In all cases, the devil we know is better than the devil we don’t. Everyone from high-level staffers to political pundits to keyboard warriors across the social media spectrum have the same internal and external conversations. Ok, maybe I don’t like what Trump says and does, but I like him better than Hillary! Or socialists! Ok, maybe the timing of Christine Blasey Ford’s accusations are a little iffy, but we just can’t let the Supreme Court transform America into Gilead!

When scandals like these flair up, reaction is always immediate and very partisan. Those in the camp of the accusers will point to Harvey Weinstein or Roger Ailes as an example of a man who got away with sex crimes for decades. Those in the camp of the accused will point to the Duke Lacrosse players or the UVA fraternity students as evidence that men can be falsely accused. There is plenty of evidence on both sides. People cherry pick their facts, build them into talking points and go forth into the arena of social media armed for battle. Names are called. Fingers are pointed. Labels are attached. Everyone wages war on the bad guys, all while the victims continue to suffer. The spirit of unhealthy partisanship festers and coalesces into an unholy devil’s brew that is poisonous, but tastes so, so sweet on the tongue of righteous gladiators.

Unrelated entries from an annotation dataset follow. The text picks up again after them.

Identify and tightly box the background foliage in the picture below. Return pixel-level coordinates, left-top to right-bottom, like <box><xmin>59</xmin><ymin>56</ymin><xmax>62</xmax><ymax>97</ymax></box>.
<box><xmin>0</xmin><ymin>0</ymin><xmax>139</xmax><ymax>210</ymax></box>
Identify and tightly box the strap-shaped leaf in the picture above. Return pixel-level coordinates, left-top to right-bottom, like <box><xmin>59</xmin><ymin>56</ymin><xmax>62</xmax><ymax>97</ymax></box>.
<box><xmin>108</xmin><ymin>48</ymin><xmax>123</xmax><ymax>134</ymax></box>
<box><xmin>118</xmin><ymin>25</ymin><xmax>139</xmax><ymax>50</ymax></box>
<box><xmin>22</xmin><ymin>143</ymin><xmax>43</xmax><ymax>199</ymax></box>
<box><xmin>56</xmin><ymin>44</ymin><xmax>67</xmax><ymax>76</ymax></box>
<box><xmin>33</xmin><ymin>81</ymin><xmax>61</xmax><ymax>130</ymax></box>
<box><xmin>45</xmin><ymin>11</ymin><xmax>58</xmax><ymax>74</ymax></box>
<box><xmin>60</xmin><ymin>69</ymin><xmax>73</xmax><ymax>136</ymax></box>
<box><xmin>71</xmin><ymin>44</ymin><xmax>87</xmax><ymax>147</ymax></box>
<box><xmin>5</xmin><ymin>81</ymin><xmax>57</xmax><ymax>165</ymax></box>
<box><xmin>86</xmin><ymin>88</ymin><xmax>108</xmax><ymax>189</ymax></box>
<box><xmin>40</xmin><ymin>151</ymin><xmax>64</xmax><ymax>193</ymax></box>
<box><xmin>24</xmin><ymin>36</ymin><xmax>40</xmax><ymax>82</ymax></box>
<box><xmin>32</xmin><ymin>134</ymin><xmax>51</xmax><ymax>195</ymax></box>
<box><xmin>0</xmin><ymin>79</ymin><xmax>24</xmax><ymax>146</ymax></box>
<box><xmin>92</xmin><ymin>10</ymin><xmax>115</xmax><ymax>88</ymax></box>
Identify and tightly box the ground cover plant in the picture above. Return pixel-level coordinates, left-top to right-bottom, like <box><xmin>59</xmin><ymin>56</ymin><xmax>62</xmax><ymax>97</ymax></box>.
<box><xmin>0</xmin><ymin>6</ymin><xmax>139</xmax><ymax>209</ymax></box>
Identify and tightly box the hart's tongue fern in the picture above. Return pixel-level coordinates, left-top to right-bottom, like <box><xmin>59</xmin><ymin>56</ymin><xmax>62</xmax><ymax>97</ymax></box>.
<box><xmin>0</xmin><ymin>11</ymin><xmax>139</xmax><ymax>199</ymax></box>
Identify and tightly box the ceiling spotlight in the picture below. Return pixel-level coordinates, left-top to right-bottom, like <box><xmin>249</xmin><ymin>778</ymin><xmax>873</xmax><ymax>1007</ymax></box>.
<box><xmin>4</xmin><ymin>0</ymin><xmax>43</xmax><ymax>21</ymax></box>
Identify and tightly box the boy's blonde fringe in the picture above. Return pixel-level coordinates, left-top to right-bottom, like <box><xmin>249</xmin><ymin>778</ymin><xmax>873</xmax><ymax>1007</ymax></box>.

The thing that struck me as I journeyed down memory lane to put this thread together is how often the victims of these crimes are blatantly used for the purposes of others. Donald Trump’s pre-debate press conference with three of Bill Clinton’s accusers was a transparent attempt by him to use them for political leverage. They, in turn, allowed themselves to be used, ostensibly for payback. Al Sharpton was clearly using the alleged victim of the Duke Lacrosse players for his own ends, just as he used Tawana Brawley in 1987. It is entirely possible that Diane Feinstein used Christine Blasey Ford to further her political agenda. I seriously doubt that Ronan Farrow and Jane Mayer are great vessels of empathy and compassion. Who wouldn’t want a Pulitzer? When are we going to see the journalistic blockbuster vindicating Juanita Broaddrick? Five months after Bill O’Reilly was fired from Fox News, Sean Hannity hosted him on his program and gave a very sympathetic interview. A month later, Hannity was excoriating Democrats for giving Harvey Weinstein a pass for decades.

This is a vicious cycle that will keep repeating as long as we as a society view this issue through the lens of tribalism. Honestly, I don’t know if it will change in my lifetime.